Впрочем, мысль о мистере Пилгриме так и осталась на задворках сознания, а мистер Бленкинсоп не предоставил ничего нового для осмысления, кроме разве что чувства безопасности, так что сейчас разум мисс Моул был свободен и готов воспринять впечатление о дяде Джиме. Поскольку Ханна всегда была иронична, сочиняя любовные романы о себе, она могла сделать их сколь угодно экстравагантными и потому нимало не разочаровалась, увидев мужчину в слишком тесной, на ее взгляд, одежде, совершенно не похожего на пирата ее грез.
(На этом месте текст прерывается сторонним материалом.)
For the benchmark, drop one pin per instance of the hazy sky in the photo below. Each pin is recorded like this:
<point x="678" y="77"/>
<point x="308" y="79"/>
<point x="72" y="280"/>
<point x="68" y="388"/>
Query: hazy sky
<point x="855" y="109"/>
Что ж, это и к лучшему, подумала она, припомнив различия между той мисс Моул, которую мысленно определила ему в подруги, и собой, пока пожимала руку ничем не примечательному дяде Джиму, который мог бы работать налоговым инспектором. У Джима Эрли оказалось узкое лицо, коротко постриженные светлые усы и гусиные лапки морщинок возле глаз, которые придавали ему скорее веселое, чем озабоченное выражение. И хотя загар и вправду был бронзовым (по сравнению с шурином Роберт Кордер выглядел больным лихорадкой с пятнами румянца на скулах), но не наводил немедленно на мысль об ураганах и тропическом солнце. В целом гость обладал обычной наружностью, но в его неторопливых движениях, медленной речи и спокойном, неосуждающем взгляде было нечто такое, что заставило Ханну почувствовать: перед ней еще один мужчина, на которого можно положиться. На Роберта Кордера мистер Эрли оказал интересный эффект: в его присутствии тот словно скукожился до гномьих размеров, но для Ханны это была первая возможность сравнить преподобного с человеком, принадлежащим более широкому миру, чем мир молельни на Бересфорд-роуд, и ей показалось, что дядя Джим смотрелся бы за церковной кафедрой уместнее, чем Роберт Кордер на капитанском мостике. Авторитет Джима Эрли был авторитетом человека, который хорошо знает свое дело и с течением времени достиг в нем определенного положения, вполне заслуженного, в то время как Роберт Кордер получил готовую должность вместе с прилагающимся к ней авторитетом, и хотя тот служил постоянным источником вознаграждений, но столь же постоянно вынуждал искать и требовать признания. Ханна с грустью подумала, что сама очень похожа на преподобного: не владея профессией, способной обеспечить хороший старт в жизни, она тем не менее не довольствуется впечатлением, которое ее личность (без посторонних ухищрений) производит на других; возможно, это признак слабохарактерности.